Hearst: The city really has changed from the streets being closed off and more pedestrian-filled. And I’ll admit, I’m not a fan of the Citi Bikes. I think they’re great in theory but in a city that’s trafficky and crowded, a very bad idea.

Gesner: Whether it’s an ad or a t-Shirt or a skateboard graphic of a graffiti tag, there’s the art itself and then there’s also what the art represents or how much information you can convey effectively through the medium that you’re working under. When I was in my early twenties and we first started doing Zoo York and we had enough money to take advertising space out in Thrasher magazine, at first you and your friends are like, oh, we gotta get people to buy our shit and get the word out there about the company. But after a few ads it became really clear to me that there was an opportunity that, oh I’m putting this ad out and skateboarders all over the world are reading it. Maybe there’s a way to convey more information than just “We’re a skateboard company and buy our skateboard!” My ads always had subtle sociopolitical statements, sometimes overt. We added jokes and information on the side and that became a thing with Zoo York.

So as soon as I was like, alright I’m going to make the horror movie in New York City, it’s like, I’m the guy who made Zoo York and I’ve got something to say. And I love, love, love horror movies as allegory. I think that horror movies are super well suited to express things like that. When I was a kid I saw The Blob, the 1950s color horror movie, and my dad was like, “So you know what that movie’s about, right?” And I’m like, “It’s about a blob. Right dad?” And he’s like, “No, that movie is American paranoia about communism.” That was mind blowing to me, that’s what the fucking movie is about. So that’s what I aspired to do.

The Necessity Of Vomit, Pus, And Other Skin Deformities 

Gesner: I really don’t have a problem with gross things because I’ve just grown up around gross things and was exposed artistically to many vile and offensive things as a child. Everything from John Waters movies to fringe theatre, going to school on the subway and seeing dying rats and homeless people with gangrene around you.

Hearst: [The level of gore] depends on the story, If it doesn’t add to the story then there’s no point. But if there’s a reason for it to be there I say go for it.

Gesner: I was horrified in auditions of what I wrote and what I was witnessing. But it’s too late to go back now. I had to go through with it all. So the movie is disgusting. My rationale for that is the subtext of what the film is about, which is essentially the discrepancy between the haves and the have-nots of humanity is disgusting. Far more disgusting than puking or throwing up.

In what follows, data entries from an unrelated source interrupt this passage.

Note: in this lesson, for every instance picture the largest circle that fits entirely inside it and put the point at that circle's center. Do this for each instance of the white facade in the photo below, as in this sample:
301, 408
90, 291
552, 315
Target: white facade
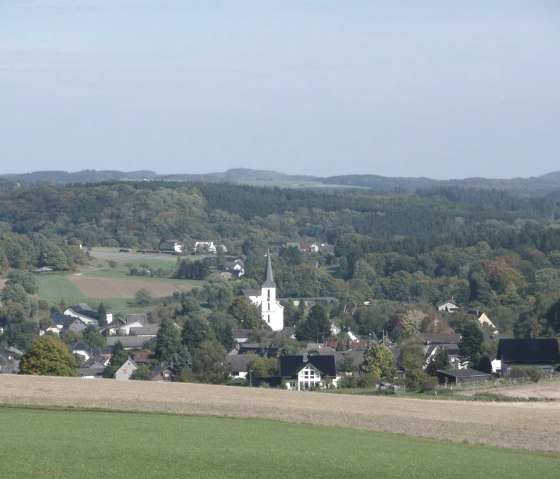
272, 312
126, 370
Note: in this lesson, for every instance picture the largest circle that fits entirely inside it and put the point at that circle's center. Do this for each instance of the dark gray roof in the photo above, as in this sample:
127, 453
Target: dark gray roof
252, 292
291, 365
147, 330
240, 362
129, 341
440, 338
82, 346
529, 351
463, 373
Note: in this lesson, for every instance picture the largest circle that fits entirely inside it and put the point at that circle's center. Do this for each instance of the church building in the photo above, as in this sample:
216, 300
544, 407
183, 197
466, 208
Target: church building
272, 312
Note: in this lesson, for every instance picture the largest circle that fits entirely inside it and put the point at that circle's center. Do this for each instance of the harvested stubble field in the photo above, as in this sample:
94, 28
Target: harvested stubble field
524, 425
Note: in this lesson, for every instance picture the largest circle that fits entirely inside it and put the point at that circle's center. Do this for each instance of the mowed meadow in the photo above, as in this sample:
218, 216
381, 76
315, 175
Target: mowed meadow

This Film Has Been Sean Peen Approved 

Gesner: [For the premiere] I’m in Hollywood on Sunset Boulevard at Grauman’s Theatre watching my movie. There are strangers that have paid money to come see my movie and everyone is laughing. That’s cool, I did it. And then this person starts punching me [Laughs.] on the shoulder and I turn around and it’s Sean Penn and he’s like, “Fucking great movie! You did a really good job. I was worried about my daughter, but it was so fun. What a good, fun movie. I’m so happy!” I was so happy, I was like, “Dude, do you know who the fuck you are? This is the first time I’ve made a movie and you’re the first person to congratulate me. You’re awesome!” [Laughs.] It was great.